このページは、書籍『古本通(樽見 博 著)』から、良かったこと、共感したこと、気づいたことなどを取り上げ紹介しています。
・今日では、巨大出版社となった岩波書店も有斐閣も、元は古本屋から出発したし、三省堂や東京堂も古くから出版と書店とを経営している。
・古本と新刊書の流通上の一番の違いは、新刊書における日販とかトーハンとおった流通の中間に立つ卸問屋がないということである。(中略)大正の初め頃、大阪に古本を露天の古本屋に卸す問屋で長谷川というのがあったのが、古本の問屋の唯一の例であろう
・古本の流通を担う交換会の組織と、実際の運営の様子を紹介しよう。交換会開催の一番多い神田の東京古書会館の例を挙げる。東京古書会館では一年間を通して毎週月曜から金曜まで六つの交換会が開催されている。
月曜日が一般書の中央市会。昭和四十二年に創設された会で、コミック、文庫、娯楽雑誌、小説類など一番出品量が多い。正に交換会場が本であふれる状態となる。
火曜日は古典中心の東京古典会と洋書を扱う東京洋書会。(中略)
水曜日は、雑誌・資料の東京資料会。人文・自然科学などの専門書、学術雑誌を扱う昭和十四年創立の伝統ある交換会である。(中略)
木曜日は神田の支部会である一新会。一般書、学術書など普通の交換会で、新刊学術書がいち早く出品されることでは一番の会である。昭和二十五年創設。

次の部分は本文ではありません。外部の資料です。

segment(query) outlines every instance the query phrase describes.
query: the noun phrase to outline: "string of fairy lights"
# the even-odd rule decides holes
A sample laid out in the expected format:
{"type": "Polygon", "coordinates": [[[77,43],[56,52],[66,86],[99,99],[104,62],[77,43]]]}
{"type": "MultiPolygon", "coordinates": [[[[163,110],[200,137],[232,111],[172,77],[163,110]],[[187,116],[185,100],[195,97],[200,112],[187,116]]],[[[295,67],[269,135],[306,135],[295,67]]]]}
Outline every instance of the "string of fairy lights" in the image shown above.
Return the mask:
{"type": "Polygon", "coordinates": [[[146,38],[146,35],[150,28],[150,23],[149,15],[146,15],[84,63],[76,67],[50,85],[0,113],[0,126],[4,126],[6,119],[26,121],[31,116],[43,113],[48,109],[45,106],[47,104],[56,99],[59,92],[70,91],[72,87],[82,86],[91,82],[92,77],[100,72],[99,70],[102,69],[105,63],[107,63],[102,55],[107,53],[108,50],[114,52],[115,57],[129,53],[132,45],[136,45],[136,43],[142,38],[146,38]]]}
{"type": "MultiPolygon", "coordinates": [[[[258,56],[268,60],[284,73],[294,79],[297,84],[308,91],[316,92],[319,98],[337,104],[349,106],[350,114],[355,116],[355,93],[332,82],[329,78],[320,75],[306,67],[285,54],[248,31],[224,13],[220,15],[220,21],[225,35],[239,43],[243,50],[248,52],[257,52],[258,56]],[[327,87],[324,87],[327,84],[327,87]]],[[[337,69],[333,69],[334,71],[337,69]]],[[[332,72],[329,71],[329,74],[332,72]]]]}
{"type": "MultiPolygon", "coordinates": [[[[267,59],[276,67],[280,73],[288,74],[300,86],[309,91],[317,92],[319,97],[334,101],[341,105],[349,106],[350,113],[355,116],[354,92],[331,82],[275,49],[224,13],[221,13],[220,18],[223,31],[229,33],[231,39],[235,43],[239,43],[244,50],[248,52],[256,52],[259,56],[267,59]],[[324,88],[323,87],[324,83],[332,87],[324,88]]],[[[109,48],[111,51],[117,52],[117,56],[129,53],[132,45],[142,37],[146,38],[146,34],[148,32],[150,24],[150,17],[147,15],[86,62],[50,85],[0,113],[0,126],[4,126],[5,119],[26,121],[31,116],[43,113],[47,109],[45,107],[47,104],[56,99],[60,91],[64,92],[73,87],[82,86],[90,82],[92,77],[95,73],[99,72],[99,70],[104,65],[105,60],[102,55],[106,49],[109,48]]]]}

金曜日が文学や趣味的なもの中心の明治古典会である。昭和二十二年創設、現在の古本界で何が人気であるかが最も端的に表れる華やかな交換会である。東京以外の業者も熱心に参加している。毎年七月に開催される七夕入札会は、一般の人も参加できる市として、東京古典会十一月の古典入札会とともに毎年豪華に開催され、マスコミにも取り上げられる。
因みに、大阪、京都、兵庫、名古屋の組合でも同様の専門書市がある。
・古本インターネット販売サイトの本格的運営に先鞭をつけたのは、紫式部という会社を横浜で立ち上げた河野仁美さんという若い方であった。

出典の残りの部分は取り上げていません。